L'architettura del castello, di stile classico, si distingue per una facciata italiana orientata verso est-ovest, due padiglioni affiancati da frontoni curvilinei, e una doppia scala con balaustre decorate con leoni, emblemi della famiglia Genas. Il parco, una volta dotato di un impianto idroelettrico alimentato da una turbina eolica, bacini ospitati e giardini che erano scomparsi. Monumento storico nel 1989, la tenuta è visitata solo parzialmente durante le Giornate del Patrimonio, mentre il suo parco ospita eventi culturali estivi.

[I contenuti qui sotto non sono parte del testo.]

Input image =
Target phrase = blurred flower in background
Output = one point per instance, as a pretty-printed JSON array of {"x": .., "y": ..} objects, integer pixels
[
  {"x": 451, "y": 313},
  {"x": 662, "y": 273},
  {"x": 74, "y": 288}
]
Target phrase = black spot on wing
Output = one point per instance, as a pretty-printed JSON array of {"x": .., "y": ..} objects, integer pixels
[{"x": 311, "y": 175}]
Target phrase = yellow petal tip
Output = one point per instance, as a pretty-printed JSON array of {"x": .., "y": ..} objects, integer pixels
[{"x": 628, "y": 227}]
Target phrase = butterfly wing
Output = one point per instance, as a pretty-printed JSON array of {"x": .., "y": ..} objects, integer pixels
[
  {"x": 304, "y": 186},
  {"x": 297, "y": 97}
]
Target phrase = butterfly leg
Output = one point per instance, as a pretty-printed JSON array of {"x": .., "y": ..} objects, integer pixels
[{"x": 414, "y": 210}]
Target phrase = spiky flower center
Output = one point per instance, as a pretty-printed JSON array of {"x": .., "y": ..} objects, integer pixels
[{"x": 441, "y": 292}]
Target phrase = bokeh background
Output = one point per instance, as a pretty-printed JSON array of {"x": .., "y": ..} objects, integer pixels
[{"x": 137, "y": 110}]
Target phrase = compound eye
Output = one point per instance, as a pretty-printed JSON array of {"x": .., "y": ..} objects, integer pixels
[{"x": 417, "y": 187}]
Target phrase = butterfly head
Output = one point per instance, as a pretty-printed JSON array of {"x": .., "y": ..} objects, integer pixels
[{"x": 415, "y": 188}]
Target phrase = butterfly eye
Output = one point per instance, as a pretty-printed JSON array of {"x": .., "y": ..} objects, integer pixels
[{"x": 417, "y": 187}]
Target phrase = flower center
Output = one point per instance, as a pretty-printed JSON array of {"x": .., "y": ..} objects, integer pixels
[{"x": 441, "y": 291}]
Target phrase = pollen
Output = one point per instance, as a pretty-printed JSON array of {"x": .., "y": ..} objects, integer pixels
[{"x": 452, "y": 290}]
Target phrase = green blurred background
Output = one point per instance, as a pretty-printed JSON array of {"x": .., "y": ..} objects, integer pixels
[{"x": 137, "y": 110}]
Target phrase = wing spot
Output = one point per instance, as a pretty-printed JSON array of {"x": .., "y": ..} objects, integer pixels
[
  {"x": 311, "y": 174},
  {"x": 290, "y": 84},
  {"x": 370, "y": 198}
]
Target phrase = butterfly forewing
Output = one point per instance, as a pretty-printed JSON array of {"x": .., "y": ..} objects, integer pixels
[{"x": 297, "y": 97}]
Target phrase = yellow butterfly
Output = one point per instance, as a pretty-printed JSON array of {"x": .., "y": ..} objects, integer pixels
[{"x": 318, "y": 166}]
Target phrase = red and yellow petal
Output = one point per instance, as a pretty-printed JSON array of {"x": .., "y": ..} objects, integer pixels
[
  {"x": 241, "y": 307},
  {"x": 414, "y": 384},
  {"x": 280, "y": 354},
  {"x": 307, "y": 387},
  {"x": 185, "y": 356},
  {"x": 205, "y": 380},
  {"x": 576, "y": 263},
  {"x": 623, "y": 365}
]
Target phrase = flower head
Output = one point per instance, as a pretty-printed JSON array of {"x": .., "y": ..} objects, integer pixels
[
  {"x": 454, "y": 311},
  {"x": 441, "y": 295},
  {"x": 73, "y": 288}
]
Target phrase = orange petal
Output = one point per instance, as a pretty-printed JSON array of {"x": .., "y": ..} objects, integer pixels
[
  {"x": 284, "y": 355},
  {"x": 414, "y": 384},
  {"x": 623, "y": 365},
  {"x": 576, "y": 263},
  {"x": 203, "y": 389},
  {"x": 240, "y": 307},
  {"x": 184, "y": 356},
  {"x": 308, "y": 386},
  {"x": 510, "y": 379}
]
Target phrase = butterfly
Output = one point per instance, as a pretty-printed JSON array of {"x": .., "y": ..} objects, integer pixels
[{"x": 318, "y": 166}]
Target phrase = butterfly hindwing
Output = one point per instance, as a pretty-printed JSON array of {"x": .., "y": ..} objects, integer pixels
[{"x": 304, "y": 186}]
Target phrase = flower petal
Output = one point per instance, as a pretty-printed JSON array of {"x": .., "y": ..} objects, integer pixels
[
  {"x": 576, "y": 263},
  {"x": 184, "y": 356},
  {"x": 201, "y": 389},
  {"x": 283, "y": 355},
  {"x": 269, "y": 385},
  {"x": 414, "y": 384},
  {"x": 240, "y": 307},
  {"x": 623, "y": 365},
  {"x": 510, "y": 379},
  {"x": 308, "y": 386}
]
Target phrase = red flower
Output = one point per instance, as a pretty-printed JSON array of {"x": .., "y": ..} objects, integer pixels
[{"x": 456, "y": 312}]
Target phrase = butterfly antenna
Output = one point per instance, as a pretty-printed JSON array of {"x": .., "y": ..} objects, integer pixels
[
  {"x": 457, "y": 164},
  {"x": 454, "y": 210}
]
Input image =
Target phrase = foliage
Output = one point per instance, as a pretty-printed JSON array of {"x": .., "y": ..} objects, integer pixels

Le armi dei Genas, inizialmente in argento nel genet de sinople, furono modificate nel XV secolo dopo la loro alleanza con la Spifame d'Avignon, adottando una diffusione delle aquile di Lucca. Queste armi sono ancora sul fronte del castello. Dopo la Rivoluzione, la tenuta, precedentemente chiamata Château de Beaulieu (dal nome di una famiglia signeury vicino a Valencia), ha sicuramente preso il nome di castello di Genas, come attestato sulla mappa di Cassini e il catasto napoleonico.

La protezione del castello è iniziata nel 1981 con l'iscrizione della sua scala esterna, seguita nel 1989 da quella dell'intero edificio, la sua parete recintata, il suo cancello e il suo giardino. Oggi, è proprietà privata e perpetua un patrimonio architettonico e familiare, i proprietari attuali essendo discendenti collaterali dei Saulces, famiglia alleata ai Genas nel XVII secolo.